The conclusion in the opening of the report states:

  • “At a very high level we believe the following two points, which may appear contradictory at first glance, describe the current state of digital learning in K–12 education:
  • 1. More students have access to more types of digital learning than ever before. Digital learning options are available to many students in a rapidly expanding range of forms, including online courses from multiple sources, dedicated schools built around aggressive digital instruction models, and many digital learning opportunities in traditional school settings.
  • 2. Wide gaps remain in the availability of digital learning. There are still vast differences among schools in the availability of technology, data communications capabilities, and digital content and tools. In addition, limitations placed on schools and students vary by local and state policies, and in decisions made by districts….
  • We are continuing to expand our research and reporting in new and exciting directions, and we are committed to reporting on access, activity, and—to the extent possible—outcomes.”

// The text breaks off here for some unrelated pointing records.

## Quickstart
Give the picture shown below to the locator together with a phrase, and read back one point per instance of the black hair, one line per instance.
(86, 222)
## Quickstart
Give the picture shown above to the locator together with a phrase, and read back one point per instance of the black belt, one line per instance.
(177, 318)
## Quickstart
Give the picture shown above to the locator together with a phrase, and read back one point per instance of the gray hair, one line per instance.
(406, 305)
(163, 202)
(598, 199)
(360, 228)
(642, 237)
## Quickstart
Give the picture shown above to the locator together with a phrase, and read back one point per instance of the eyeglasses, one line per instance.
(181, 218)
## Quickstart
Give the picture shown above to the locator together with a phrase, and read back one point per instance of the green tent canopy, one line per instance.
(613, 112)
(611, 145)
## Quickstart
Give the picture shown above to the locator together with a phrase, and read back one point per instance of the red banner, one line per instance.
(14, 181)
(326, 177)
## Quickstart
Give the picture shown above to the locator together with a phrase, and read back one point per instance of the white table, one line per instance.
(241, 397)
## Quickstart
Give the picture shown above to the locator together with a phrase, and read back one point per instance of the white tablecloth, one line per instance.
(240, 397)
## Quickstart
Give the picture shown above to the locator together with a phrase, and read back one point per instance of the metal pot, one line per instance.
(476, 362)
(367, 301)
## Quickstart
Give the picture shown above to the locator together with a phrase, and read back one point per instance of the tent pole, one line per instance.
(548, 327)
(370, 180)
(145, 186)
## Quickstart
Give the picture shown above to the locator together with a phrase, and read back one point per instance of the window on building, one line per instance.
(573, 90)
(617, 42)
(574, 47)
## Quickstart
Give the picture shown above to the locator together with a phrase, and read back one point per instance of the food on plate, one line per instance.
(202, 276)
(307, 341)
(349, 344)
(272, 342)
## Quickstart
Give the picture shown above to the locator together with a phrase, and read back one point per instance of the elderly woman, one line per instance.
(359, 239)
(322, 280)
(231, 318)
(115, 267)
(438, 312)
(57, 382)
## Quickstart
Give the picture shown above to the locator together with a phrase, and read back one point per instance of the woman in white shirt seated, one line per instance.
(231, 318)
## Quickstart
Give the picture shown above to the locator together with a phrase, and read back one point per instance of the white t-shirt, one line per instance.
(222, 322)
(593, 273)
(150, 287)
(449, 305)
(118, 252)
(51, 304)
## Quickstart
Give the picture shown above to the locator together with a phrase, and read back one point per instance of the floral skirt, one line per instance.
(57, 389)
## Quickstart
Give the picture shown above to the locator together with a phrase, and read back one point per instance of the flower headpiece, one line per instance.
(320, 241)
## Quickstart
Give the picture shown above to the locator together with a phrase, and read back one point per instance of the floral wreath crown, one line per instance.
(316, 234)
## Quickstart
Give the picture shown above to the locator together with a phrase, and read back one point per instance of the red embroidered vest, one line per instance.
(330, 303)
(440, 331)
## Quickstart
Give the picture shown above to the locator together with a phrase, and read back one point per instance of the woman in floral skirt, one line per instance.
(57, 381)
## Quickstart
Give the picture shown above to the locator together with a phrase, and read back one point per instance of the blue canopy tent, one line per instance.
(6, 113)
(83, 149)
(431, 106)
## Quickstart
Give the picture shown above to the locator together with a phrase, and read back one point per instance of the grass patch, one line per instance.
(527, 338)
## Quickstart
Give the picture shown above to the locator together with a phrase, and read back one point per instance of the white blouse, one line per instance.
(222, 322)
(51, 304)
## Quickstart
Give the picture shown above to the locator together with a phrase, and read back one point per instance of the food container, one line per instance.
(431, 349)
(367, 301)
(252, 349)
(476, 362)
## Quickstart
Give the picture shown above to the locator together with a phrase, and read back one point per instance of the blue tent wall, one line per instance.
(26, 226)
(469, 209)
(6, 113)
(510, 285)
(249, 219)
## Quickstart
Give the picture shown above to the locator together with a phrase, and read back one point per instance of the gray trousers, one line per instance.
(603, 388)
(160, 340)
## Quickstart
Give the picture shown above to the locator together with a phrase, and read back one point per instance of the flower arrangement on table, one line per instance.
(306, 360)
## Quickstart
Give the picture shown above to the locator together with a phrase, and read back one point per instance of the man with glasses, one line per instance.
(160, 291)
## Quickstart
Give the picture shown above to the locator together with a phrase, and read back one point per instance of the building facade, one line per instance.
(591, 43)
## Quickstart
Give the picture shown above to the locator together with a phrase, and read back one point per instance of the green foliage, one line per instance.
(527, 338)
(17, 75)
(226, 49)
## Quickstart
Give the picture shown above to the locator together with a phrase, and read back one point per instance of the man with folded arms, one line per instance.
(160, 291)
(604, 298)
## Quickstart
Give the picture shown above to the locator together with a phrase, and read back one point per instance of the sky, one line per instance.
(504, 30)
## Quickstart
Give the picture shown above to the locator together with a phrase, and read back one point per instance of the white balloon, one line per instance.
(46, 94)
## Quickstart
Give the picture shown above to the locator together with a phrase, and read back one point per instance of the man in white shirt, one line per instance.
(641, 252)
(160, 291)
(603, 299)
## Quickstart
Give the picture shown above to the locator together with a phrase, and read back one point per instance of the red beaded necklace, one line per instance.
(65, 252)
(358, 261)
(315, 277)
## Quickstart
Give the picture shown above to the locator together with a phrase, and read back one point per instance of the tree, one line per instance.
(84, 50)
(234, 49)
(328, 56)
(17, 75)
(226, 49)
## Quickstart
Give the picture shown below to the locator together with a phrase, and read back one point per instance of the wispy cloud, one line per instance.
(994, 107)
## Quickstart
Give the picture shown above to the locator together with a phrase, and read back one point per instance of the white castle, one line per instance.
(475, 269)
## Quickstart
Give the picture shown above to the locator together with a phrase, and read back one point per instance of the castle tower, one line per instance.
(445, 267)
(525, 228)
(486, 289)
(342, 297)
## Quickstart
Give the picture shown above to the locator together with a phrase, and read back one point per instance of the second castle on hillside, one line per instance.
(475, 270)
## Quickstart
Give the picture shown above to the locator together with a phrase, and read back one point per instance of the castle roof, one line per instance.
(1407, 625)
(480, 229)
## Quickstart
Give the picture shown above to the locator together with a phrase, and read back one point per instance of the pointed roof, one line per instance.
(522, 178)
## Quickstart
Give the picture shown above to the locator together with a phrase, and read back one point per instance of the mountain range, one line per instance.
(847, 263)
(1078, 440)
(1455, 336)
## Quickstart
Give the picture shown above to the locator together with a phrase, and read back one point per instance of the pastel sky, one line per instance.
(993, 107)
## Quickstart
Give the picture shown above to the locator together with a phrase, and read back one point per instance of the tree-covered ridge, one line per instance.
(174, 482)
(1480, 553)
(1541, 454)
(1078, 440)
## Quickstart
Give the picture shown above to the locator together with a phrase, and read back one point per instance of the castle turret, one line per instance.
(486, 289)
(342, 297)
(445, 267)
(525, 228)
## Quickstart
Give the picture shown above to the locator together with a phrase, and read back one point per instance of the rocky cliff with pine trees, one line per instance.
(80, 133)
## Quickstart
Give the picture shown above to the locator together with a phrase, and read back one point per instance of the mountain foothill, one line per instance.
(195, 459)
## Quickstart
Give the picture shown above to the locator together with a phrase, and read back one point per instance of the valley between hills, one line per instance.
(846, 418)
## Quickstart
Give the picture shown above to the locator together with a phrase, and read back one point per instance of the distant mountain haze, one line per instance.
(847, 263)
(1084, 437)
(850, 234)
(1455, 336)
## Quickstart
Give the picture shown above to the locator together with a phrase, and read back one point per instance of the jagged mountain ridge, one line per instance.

No doubt that access, activity and outcomes are important. But how is that any different than what is measured in traditional education? Measuring policy and activity is a challenge … and then even when policies have been passed, how they are implemented to improve learning is another matter.

For now, I’m holding onto what I know has made a difference in student learning from the fields of online and blended learning, including the Christensen Institute definition of blended learning. The field continues to grow and change … and I wonder how long we will remain in the “nascent” stages of blended and online and digital learning or if we will be in a perpetual nascent stage?

Perhaps the term digital learning will cause more schools and teachers to better understand the importance of providing options for students that better engage learning, no matter what the term is called.

Overall, I do believe there needs to be a continued shift in education to a more blended learning environment that leads to more engaged learners, greater student achievement and more career and college-ready students. I think these attributes best describe the shift that should occur – no matter what term is used:

  • Shift in teaching pedagogy that is more student centric and collaborative with colleagues and students
  • Data driven instruction and assessments that leads to more personalized learning
  • Empowered learning that is iterative and innovative that better engages teachers and students
  • Use of gaming to engage learners
  • Learning that can occur anytime, anywhere and from any device
  • Increased access for all students to learning in many formats (print, video, audio, simulations, games, etc.)
  • Daily use of digital curriculum, resources and systems that provide real time data for students, teachers and parents so students understand their progress towards mastering key concepts
  • Curricular and instructional goals should drive the technology

Do read the report to learn about the changing landscape of blended, online and digital learning to become more informed about the changing field of education in America and join in the conversation. The end result is what we all desire: more students graduating from high school who are engaged in learning and are career and/or college ready that lead to productive and happy lives.